Developed as one of the very last traditional mid-engine supercars, the 1990 Lamborghini Diablo had big shoes to fill. Not only did it have to deliver the performance that buyers would expect from anything with the Lamborghini badge, but it had to do so in the footsteps of the Countach, one of the most popular and enduring supercars of all time. Thankfully, the Countach had become a parody of its former self, with tons of plastic and hood scoops and vents and spoilers everywhere, so creating a new, purer shape mustn’t have been so complicated for designer Marcello Gandini, creator of the original Countach. The Diablo lines were simpler and flowed better, helping the car achieve even greater speed, but were not as spectacular as some would have liked. For my part, I like the subtle understatement.
The original 1990 Diablo was fitted with a 5.2-liter V12 developing 492 horsepower, which was upgraded to 5.7-liters, and 525 horsepower (and more torque) in later models.
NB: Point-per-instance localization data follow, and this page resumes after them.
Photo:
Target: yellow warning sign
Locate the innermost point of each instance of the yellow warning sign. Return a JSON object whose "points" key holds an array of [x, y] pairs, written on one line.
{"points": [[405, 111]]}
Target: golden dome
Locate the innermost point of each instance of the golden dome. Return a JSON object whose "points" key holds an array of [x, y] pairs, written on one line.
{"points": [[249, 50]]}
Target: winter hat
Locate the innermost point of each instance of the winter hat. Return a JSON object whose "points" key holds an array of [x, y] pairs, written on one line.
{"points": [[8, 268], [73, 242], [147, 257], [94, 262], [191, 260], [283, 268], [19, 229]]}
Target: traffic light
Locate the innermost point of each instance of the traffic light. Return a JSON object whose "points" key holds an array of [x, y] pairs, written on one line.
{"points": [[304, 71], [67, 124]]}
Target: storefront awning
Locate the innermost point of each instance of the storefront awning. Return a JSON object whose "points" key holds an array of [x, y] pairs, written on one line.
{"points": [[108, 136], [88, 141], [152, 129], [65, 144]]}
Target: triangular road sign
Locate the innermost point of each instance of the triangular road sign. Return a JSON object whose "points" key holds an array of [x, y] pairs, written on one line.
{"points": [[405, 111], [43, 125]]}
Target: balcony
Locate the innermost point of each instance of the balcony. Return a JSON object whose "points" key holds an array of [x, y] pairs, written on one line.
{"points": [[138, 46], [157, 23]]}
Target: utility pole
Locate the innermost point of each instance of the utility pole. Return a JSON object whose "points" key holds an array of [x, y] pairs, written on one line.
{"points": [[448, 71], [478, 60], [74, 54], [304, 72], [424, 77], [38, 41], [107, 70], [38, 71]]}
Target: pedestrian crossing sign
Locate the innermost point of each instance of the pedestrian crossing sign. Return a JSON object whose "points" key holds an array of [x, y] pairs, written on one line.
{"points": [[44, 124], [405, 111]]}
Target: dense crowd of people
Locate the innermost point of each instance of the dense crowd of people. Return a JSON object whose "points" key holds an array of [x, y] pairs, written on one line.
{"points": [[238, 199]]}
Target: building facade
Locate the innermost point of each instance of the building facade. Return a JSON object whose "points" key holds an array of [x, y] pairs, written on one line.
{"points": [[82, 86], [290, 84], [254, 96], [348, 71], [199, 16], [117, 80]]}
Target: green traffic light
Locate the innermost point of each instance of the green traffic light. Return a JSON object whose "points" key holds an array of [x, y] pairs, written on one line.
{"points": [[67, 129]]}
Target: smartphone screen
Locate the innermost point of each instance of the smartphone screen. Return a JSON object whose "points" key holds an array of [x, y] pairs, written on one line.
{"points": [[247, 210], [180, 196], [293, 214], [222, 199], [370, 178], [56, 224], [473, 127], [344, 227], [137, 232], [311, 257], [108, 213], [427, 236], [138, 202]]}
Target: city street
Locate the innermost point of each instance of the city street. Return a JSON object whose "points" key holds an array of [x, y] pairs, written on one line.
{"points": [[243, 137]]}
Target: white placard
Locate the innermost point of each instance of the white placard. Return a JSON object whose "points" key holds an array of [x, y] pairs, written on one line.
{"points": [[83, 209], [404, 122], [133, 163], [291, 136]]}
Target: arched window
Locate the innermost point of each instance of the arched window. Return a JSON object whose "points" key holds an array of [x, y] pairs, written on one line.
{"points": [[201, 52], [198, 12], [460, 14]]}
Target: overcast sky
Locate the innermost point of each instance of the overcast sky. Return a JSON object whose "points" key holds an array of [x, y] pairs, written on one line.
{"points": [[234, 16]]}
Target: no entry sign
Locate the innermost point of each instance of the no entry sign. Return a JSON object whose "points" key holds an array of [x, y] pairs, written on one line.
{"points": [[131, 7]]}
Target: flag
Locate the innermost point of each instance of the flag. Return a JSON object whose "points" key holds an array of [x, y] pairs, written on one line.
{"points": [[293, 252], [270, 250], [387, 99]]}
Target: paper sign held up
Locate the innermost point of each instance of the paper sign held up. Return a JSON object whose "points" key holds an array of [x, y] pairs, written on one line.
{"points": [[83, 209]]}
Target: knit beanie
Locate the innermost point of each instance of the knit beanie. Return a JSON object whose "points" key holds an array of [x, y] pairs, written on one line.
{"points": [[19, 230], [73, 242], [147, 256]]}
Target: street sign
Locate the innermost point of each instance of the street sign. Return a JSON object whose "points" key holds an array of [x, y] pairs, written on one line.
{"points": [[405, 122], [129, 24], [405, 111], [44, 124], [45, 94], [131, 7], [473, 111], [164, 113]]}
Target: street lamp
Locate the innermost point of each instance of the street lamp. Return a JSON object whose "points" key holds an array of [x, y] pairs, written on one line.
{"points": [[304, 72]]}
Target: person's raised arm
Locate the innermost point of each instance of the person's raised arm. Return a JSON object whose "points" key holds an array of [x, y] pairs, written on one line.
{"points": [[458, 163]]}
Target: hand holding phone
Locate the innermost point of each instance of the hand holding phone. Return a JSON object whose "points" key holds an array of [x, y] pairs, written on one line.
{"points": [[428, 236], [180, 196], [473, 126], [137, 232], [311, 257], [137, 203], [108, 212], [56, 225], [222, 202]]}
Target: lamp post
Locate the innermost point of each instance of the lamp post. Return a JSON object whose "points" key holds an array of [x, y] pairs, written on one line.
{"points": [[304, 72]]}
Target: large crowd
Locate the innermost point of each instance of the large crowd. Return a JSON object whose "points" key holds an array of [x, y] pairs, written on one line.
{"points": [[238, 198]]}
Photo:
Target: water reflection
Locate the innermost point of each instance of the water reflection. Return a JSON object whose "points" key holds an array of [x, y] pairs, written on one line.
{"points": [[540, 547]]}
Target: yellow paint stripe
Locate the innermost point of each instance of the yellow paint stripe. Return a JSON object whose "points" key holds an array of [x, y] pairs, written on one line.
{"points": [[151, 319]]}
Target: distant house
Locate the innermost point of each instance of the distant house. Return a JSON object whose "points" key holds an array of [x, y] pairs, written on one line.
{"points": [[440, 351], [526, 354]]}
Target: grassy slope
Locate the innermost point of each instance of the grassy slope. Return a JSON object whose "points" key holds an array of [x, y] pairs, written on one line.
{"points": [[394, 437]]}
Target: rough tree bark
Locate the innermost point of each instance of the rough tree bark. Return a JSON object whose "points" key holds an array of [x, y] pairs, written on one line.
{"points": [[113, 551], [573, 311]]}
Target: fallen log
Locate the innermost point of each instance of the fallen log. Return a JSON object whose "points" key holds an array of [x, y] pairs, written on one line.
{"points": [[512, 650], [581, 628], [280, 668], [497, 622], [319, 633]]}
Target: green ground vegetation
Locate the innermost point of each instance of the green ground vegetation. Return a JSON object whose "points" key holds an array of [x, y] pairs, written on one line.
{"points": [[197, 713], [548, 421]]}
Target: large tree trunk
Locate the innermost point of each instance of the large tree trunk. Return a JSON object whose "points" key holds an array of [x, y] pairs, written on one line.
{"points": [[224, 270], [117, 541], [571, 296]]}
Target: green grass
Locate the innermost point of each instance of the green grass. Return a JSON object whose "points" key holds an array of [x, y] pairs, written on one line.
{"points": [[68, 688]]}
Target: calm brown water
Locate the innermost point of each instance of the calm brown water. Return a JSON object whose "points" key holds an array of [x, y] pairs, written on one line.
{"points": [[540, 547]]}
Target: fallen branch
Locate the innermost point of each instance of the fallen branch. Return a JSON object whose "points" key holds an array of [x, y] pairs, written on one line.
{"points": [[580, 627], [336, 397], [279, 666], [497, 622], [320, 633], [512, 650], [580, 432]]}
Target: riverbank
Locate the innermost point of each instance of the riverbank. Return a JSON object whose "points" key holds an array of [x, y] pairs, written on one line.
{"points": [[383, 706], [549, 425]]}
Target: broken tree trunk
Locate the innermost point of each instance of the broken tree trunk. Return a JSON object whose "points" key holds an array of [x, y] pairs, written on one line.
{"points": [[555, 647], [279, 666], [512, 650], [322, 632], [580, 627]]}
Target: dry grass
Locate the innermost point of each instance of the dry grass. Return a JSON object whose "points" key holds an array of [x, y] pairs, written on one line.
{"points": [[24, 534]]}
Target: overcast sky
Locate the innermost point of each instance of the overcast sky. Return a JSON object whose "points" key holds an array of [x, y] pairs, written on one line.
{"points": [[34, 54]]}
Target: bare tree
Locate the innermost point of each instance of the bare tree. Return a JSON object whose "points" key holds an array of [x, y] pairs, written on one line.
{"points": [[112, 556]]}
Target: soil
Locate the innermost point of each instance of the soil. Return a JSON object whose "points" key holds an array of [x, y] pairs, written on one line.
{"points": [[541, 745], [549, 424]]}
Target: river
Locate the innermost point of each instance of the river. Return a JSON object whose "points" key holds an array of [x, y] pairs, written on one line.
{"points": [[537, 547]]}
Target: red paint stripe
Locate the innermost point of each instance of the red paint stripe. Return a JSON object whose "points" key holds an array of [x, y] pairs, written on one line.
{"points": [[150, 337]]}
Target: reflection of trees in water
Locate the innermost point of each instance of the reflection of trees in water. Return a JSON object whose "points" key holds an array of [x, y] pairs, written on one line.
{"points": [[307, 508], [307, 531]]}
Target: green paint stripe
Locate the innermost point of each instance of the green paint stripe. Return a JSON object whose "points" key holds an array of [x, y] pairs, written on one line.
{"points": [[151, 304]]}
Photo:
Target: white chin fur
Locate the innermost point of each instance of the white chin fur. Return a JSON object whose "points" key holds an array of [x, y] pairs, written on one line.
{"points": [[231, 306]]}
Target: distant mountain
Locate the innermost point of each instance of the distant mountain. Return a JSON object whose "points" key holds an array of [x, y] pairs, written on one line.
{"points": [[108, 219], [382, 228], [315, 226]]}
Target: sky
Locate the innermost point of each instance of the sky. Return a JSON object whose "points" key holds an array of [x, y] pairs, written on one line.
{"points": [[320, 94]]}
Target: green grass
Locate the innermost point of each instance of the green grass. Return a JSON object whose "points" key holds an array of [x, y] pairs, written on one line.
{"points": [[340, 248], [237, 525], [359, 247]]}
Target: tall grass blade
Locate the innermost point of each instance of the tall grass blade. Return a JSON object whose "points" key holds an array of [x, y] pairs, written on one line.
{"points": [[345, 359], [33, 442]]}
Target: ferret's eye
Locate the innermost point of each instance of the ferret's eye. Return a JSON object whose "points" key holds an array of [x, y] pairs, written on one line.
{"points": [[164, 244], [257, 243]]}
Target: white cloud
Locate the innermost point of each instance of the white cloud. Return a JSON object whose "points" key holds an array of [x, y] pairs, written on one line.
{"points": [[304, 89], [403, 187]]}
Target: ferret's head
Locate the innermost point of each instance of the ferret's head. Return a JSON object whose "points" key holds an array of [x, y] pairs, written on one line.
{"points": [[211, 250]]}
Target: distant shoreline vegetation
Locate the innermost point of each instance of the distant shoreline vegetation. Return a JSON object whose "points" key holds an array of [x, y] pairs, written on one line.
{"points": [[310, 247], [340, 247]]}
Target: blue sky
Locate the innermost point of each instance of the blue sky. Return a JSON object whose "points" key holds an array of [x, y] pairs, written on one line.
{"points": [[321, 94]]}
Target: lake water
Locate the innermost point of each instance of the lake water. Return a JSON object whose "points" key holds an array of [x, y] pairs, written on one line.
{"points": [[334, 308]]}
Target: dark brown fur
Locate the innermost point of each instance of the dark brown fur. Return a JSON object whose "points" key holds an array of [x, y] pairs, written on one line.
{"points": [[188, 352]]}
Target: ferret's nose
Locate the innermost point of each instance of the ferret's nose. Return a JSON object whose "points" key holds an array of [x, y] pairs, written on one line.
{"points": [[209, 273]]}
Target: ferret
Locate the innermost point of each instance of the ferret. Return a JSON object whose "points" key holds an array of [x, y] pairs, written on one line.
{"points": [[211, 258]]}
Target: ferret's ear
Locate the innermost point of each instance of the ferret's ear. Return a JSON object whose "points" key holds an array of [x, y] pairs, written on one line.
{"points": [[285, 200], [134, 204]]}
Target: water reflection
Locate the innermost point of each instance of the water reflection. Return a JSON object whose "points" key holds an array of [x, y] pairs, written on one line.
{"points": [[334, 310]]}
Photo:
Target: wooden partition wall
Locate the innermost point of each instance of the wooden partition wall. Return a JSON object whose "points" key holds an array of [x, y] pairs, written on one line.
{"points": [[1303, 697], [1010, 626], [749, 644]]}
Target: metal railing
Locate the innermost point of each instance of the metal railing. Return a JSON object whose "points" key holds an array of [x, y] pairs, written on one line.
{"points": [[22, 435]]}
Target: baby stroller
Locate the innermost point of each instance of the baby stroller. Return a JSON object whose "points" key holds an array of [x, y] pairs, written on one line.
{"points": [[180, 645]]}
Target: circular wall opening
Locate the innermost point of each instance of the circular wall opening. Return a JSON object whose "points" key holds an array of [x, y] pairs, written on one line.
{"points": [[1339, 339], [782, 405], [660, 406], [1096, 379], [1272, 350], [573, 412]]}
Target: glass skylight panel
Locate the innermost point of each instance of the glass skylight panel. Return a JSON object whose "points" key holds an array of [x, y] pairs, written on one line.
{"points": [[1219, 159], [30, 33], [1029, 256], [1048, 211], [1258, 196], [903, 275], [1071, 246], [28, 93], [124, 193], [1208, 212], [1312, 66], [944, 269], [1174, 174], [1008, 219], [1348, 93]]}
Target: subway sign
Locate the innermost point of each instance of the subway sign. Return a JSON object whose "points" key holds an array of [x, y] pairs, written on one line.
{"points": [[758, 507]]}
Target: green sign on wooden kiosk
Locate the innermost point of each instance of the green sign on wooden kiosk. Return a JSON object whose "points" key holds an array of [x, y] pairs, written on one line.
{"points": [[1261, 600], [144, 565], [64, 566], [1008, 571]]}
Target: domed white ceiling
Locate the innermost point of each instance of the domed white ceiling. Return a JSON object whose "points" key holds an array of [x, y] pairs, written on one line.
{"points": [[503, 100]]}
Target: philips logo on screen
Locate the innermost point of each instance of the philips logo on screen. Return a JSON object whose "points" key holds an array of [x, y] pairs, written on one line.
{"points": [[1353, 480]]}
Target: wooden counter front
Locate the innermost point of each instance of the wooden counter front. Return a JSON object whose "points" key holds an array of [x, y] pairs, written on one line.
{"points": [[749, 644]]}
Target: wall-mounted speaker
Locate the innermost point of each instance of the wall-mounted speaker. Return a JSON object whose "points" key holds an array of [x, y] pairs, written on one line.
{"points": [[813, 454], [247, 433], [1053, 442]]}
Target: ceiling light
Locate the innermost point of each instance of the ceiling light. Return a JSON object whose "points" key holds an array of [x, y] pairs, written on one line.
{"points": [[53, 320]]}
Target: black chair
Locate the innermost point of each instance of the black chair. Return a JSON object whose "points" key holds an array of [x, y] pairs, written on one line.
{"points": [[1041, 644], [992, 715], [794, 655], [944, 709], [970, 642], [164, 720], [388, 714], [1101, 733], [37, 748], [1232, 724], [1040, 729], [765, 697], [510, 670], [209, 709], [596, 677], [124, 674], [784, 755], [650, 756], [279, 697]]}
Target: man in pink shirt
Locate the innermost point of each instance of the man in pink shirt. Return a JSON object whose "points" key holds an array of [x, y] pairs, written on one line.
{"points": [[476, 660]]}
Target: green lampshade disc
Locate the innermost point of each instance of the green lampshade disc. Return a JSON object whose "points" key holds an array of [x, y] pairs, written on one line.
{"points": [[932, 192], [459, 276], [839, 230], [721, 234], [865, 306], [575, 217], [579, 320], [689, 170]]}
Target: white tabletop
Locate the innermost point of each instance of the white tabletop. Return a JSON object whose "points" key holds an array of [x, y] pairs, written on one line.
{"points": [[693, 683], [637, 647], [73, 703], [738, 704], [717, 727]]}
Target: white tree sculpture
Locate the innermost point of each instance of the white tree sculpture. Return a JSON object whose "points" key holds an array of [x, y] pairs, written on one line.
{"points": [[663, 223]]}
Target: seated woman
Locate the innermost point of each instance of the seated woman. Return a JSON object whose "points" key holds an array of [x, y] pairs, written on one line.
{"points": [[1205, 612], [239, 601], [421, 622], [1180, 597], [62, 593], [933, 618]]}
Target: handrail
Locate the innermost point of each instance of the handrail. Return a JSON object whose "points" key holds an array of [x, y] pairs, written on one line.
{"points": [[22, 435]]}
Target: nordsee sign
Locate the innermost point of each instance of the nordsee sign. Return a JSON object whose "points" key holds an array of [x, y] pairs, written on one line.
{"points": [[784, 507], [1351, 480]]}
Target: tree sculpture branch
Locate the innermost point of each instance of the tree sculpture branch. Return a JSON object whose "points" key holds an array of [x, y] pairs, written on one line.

Needless to say, performance followed: 0-60 in under 4 seconds, and a top speed of 207 miles per hour, thanks to the incredible pushing power of the V12 and the car’s own aerodynamic shape. For those uncomfortable with the level of traction offered by the regular Diablo (which was awesome by the way), a grippier VT all-wheel-drive version was soon made available.
The 1990 Lamborghini Diablo, in the end, managed to satisfy everyone’s expectations for the Countach successor. It was incredibly fast, it handled superbly (although the steering was a little heavy), and it looked as fast as it went. It was also tremendously expensive. Noblesse oblige!